While the Assistant's api attribute is not used in the core functionality, it is accessed when registering an Assistant with Dialogflow. Each Assistant is given an individual Dialogflow API object to allow blueprints and multiple assistants https://github.com/treethought/flask-assistant/pull/50.

I do agree the warning is annoying. I think we can raise the warning in a more appropriate manner.

gmolau commented 6 years ago

Are you sure about that? I can see that the SchemaHandler class is initialized with an Assistant object (here), but none of the methods called on that object seem to have any reference to the Assistant.api attribute.

The SchemaHandler does have its own SchemaHandler.api attribute (from here), and that one is used in some of the classes methods. Could it be that you have confused the ApiAi instance of the Assistant class with that of the SchemaHandler class? Or am I misunderstanding how this all works?
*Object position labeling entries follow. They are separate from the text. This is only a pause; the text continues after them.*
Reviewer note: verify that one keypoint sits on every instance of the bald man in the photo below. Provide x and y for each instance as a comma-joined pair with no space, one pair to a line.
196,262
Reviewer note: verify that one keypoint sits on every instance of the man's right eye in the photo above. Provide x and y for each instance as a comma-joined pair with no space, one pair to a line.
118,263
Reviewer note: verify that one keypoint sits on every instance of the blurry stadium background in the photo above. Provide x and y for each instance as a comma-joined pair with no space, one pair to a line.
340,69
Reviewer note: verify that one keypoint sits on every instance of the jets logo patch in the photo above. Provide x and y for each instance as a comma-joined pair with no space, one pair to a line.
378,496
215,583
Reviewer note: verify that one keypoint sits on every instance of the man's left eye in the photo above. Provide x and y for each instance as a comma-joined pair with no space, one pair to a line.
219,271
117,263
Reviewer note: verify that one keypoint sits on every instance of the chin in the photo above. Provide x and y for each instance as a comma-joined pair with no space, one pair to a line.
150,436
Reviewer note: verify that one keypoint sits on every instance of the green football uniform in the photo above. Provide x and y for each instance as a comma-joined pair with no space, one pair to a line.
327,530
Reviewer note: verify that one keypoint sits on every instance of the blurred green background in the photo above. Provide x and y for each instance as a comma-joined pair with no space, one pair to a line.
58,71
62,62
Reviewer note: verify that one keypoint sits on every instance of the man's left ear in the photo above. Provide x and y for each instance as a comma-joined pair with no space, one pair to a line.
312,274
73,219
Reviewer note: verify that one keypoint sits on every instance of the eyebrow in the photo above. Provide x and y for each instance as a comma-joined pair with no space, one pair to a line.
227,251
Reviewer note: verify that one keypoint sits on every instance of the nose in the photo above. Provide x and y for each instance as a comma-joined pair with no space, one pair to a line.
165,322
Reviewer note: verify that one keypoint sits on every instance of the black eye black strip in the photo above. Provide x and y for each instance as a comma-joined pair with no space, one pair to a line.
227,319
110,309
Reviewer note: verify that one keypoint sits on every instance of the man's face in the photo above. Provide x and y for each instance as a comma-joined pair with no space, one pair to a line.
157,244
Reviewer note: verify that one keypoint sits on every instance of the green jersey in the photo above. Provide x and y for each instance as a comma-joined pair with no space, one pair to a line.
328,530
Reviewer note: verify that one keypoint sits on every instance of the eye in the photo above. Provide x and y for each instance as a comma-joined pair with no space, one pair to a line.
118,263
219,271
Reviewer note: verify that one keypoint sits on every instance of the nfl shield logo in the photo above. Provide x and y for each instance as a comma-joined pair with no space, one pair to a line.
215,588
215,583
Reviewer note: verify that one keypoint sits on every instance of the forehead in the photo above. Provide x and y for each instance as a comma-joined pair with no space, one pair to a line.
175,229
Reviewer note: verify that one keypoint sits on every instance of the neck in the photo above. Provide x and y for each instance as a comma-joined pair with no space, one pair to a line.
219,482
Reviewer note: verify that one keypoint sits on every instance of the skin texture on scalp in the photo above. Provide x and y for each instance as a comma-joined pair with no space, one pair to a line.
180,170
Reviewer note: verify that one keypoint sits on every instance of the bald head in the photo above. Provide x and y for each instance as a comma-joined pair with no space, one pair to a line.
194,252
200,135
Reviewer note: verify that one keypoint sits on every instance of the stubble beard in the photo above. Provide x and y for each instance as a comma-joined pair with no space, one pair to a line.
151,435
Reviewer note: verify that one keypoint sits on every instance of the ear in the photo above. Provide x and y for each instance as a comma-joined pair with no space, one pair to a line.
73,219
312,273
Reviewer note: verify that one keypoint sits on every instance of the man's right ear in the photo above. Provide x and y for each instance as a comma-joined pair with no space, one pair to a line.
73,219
treethought commented 6 years ago

No you're correct. Good catch. After making my comment I realized that using the Assistant.api inside SchemaHandler was never actually merged into master. I've just pushed the change

gmolau commented 6 years ago

Ok, but that still leaves the problem that every instance of Assistant has an ApiAi attribute that most of them don't need. Considering that the Assistant handles every single request whereas the ApiAi is only used during development I would find that rather inelegant. Wouldn't it be possible to only pass the ApiAi instance in the constructor when it is actually needed (i.e. in SchemaHandler)?

treethought commented 6 years ago

you have a good point, and I'm definitely open to handle the ApiAi instance differently.

However, like you said the ApiAi instance is only used during development and primarily through the CLI. Most users don't interact with the ApiAi or SchemaHandler classes directly, and only use the Assistant class.

Previously the access tokens for Dialogflow were only declared as environment variables, which wouldn't require linking the ApiAi to the Assistant class. But linking an api instance to an Assistant becomes necessary when a project has multiple assistants/blueprints.

What do you think about using some type of config file to associate access tokens to an Assistant? That way SchemaHandler can simply create a new ApiAi instance after looking up the given Assistant's tokens?

gmolau commented 6 years ago

Yes, having the CLI tools mapped to specific assistants via a config file sounds like a good idea. I have never used the CLI, so I can't say what would be a good way to implement this, but having a clear separation between the backend management tools and the actual assistant seems very desirable.